By: Michaela Pilkenton
Twenty feet in the air is probably not the best place to be making split second decisions, yet there I was, suspended in time and space. I had a mere fraction of a second to make a choice between safely floating back to the water like I had done thousands of times, or pulling a kiteloop for the first time. Thoughts raced through my head: women don’t do kiteloops, what if I don’t land it, I could break bones or blow out my knee. In that moment, I made a decision that would forever alter the course of my kiteboarding career –I cranked my bar and watched, terrified, as my kite looped in front of me.
Everything went blank.
I hit the water with blinding speed and bounced across the surface like a ragdoll. At some point in the air I had kicked my board off knowing the risk of blowing out a knee was high. I will never forget that moment when I first made the decision to throw a megaloop. There is nothing quite like being 20 or more feet in the air with your kite upside down and getting yanked horizontally before free falling back down to planet Earth, only to be caught again just before colliding with the water.

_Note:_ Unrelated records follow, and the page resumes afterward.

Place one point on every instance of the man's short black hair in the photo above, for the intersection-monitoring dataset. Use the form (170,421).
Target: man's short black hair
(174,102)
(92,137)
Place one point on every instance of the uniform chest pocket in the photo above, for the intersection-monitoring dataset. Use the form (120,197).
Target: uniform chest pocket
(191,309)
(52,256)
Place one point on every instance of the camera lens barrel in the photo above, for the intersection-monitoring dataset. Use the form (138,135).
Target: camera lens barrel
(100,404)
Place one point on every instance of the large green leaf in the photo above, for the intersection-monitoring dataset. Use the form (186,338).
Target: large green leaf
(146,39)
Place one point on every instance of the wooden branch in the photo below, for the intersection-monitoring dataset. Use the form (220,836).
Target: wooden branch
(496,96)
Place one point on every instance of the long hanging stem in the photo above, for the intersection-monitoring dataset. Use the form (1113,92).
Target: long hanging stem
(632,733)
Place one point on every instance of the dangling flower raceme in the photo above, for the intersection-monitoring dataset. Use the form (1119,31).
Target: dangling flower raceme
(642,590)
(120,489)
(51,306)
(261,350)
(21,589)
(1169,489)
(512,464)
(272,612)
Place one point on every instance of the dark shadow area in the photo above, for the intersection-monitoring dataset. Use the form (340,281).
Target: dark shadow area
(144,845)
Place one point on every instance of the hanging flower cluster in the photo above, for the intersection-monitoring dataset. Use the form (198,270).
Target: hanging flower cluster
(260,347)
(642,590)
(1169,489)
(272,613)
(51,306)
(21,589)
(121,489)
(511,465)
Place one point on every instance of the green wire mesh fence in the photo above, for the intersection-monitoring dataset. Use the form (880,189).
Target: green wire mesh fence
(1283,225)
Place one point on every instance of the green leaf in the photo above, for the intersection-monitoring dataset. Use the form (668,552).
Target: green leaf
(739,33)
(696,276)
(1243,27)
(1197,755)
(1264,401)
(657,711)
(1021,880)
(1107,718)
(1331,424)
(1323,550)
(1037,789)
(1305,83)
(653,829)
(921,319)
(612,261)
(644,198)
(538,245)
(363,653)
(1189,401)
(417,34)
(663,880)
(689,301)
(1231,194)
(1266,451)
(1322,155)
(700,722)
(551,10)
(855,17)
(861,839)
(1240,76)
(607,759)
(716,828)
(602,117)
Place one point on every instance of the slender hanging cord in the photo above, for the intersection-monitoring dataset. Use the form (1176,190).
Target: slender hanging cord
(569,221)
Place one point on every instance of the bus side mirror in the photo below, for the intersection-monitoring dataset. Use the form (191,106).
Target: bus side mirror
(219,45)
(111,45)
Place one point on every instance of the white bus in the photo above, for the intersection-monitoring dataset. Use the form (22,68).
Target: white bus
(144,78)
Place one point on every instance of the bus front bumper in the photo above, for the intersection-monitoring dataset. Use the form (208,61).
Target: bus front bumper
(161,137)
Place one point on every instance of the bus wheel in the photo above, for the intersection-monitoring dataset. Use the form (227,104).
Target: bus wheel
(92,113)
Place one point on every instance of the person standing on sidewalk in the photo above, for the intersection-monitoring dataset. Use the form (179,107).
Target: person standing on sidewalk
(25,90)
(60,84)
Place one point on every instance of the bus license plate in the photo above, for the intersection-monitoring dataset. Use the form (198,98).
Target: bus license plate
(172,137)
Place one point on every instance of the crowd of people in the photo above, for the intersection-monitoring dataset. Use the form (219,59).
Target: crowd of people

I found myself on the beach afterwards, realizing I had fallen even deeper in love with kiteboarding. I had a sinking feeling that I would spend the rest of my life chasing that brief moment where everything goes blank. As a kiter, when you are in mid air, it doesn’t matter where you came from, where you’re going, what the color of your skin is, or who you love. It’s just you, the wind, and a giant piece of fabric that is keeping you from freefalling out of the sky.
Toward the end of college, I found my passion for kiteboarding. I ended up going straight into an internship type job as a kiteboarding instructor on the Southern Oregon Coast. Having been openly out for three years at the time, I thought it would be a breeze to come out to my new community.
I was wrong.
The problem didn’t lie in my feeling of safety or security within my small community at Floras Lake. Rather, the problem was in the kiteboarding world in the greater sense. I found myself in a sport where I didn’t have role models from the LGBTQI+ community. I was afraid that coming out in the kiteboarding world would ruin my chance of becoming a professional kiteboarder. The way I saw it then, the path to sponsorship was through having a partner that was already a professional, ideally of the opposite sex, and marketing myself as the stereotypical bikini clad kiter chic that I was seeing in all of the kiteboarding media.
As fear of my sexuality influencing my path to becoming a professional kiteboarder turned into frustration and determination, I decided that coming out to the kiteboarding community and working my way toward becoming a pro kiter would only feel legitimate if I was not only true to myself, but authentic to the community as a whole. I couldn’t continue living a double life and pursuing my dream when I knew there must be others feeling the same way and wishing they had a role model. As an instructor who is working on the front lines of bringing in the next generation of kiteboarders, I felt it was important to show my students that it doesn’t matter who you love — you can aspire to greatness in kiteboarding. I am now proud to be an openly gay kiter in pursuit of becoming the first and only openly gay professional kiteboarder, and one of the few but growing number of female athletes riding in big air.
Kiteboarding is still a young sport, is relatively accepting, and doesn’t have any rules specifically targeting and discriminating against the LGBTQI+ community. I worry that if we don’t start to see representation now, early in the development of the sport, that narrative might change for the worse. By being out and proud in the kiteboarding community, I hope to start the path of writing the rules as inclusive from the get go. I also hope to be the role model for others in the kiteboarding world that I wish I’d had.